09 de julho de 2026
Cultura

É biblioteca, não depósito!

Mariana Cerigatto
| Tempo de leitura: 3 min

Jair Marangoni orienta sobre os critérios para a doação 

de livros.

Os livros são excelentes fontes, se não as melhores, de informação e conhecimento. Apesar das novas formas de leitura mediadas por novas tecnologias, as publicações impressas resistem ao tempo e abastecem bibliotecas que atraem milhares de leitores a cada ano. E não é diferente nas bibliotecas espalhadas por Bauru. Grande parte do acervo dessas instituições se sustenta graças às doações de leitores. Porém, o que muita gente não sabe, é que existem critérios para a seleção de publicações. Isso evita que as bibliotecas se transformem em verdadeiros “depósitos” de obras antigas e com informações desatualizadas.

“É importante ressaltar que as doações representam um percentual significativo na manutenção e atualização do acervo das nossas bibliotecas municipais. Mas as obras que chegam precisam passar por uma triagem, sem dúvida”, esclarece o secretário municipal de Cultura, Elson Reis. “Existem normas técnicas da própria biblioteconomia, que estabelecem cuidados ao receber certas publicações que têm prazo de validade”, salienta Elson.

Na lista de livros que passam por rigorosa seleção estão, principalmente, os de caráter didático, como enciclopédias, apostilas, entre outras. “Esses critérios são utilizados em qualquer biblioteca pública. Geralmente, o cuidado maior é com livros didáticos, que são datados e ficam, com o tempo, ultrapassados”, explica o diretor do Departamento de Ação Cultural da Secretaria de Cultura, Jair José Marangoni.

A explicação se faz necessária para evitar casos que são frequentes: a pessoa faz uma limpeza em casa e quer doar livros que não utiliza mais, porém nem todos são aceitos. “É importante saber que existem critérios, até porque temos um espaço cada vez mais lotado. não podemos suportar qualquer tipo de publicação”, enfatiza o diretor. “Tem alguns livros didáticos, de tão antigos, que traziam mapas do Brasil desatualizados, sem o Estado do Tocantins, por exemplo.
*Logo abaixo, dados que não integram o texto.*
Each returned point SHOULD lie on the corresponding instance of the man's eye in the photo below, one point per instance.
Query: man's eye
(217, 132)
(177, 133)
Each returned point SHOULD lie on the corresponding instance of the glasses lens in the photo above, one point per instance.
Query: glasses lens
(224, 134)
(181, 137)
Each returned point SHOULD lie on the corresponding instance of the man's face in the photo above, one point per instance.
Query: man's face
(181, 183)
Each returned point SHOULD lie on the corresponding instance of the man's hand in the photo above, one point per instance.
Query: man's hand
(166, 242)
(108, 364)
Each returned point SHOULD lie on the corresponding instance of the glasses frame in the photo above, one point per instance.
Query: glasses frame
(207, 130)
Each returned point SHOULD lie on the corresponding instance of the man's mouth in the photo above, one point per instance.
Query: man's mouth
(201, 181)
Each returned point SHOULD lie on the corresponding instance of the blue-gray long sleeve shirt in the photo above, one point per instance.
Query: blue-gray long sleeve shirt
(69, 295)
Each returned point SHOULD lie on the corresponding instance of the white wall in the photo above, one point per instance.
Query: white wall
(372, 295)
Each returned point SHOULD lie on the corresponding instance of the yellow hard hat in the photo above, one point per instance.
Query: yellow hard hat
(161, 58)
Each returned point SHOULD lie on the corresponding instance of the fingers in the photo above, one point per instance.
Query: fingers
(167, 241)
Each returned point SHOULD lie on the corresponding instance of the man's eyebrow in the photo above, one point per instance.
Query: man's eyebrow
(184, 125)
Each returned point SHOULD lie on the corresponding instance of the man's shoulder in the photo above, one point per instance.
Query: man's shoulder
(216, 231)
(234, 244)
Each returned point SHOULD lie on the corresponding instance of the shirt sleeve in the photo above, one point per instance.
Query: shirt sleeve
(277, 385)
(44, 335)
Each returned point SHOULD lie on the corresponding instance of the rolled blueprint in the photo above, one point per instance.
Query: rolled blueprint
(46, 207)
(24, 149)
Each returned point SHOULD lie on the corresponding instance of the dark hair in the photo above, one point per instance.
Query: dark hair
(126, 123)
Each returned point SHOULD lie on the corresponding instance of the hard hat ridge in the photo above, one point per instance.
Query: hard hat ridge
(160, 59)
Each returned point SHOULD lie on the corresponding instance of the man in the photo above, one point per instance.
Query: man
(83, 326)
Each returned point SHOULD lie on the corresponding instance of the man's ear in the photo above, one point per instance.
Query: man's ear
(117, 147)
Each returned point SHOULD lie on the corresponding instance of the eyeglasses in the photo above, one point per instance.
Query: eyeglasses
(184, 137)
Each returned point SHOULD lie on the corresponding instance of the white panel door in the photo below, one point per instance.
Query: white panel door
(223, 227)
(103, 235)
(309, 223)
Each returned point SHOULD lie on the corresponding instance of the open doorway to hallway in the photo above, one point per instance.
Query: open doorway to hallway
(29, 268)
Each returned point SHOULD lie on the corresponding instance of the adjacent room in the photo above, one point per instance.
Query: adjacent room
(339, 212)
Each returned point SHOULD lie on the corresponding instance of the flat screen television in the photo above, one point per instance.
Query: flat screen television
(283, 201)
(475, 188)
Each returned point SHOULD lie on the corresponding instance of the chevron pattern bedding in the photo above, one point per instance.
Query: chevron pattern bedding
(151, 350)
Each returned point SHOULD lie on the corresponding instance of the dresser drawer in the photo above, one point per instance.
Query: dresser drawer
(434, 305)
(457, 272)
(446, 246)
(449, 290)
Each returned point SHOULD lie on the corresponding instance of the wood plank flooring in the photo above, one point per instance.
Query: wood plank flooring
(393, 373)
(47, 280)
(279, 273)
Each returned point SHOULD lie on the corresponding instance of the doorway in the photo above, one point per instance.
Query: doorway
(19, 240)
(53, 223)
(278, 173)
Acabam virando um desserviço”, exemplifica Marangoni.


Atemporais

Os tipos de obras atualmente mais aceitos em bibliotecas, principalmente as de Bauru, são as chamadas publicações atemporais, como romances, livros de ficção em geral, grandes clássicos da literatura nacional e internacional, gibis e livros de poesias, por exemplo. Além disso, também têm de estar em bom estado de conservação. “A pessoa até poder ter esses tipos de livros em casa e ter a intenção de doá-los, mas é necessário que estejam bem conservados a fim de evitar, por exemplo, contaminações do acervo com fungos e cupins”, ressalta o diretor.

 

A quem recorrer

Se você quer doar os livros que não usa mais, mas eles não estão em boas condições de conservação e nem se enquadram nos critérios para as bibliotecas aceitarem, o que você faz? O diretor do Departamento Ação Cultural da Secretaria de Cultura, Jair José Marangoni, esclarece a questão. “Nestes casos, orientamos as pessoas a procurarem centrais de lixo reciclável ou entidades que possam aceitá-los, como escolas e associações de bairros. Estes locais podem se interessar, principalmente, por enciclopédias e apostilas de forma geral”, ressalta.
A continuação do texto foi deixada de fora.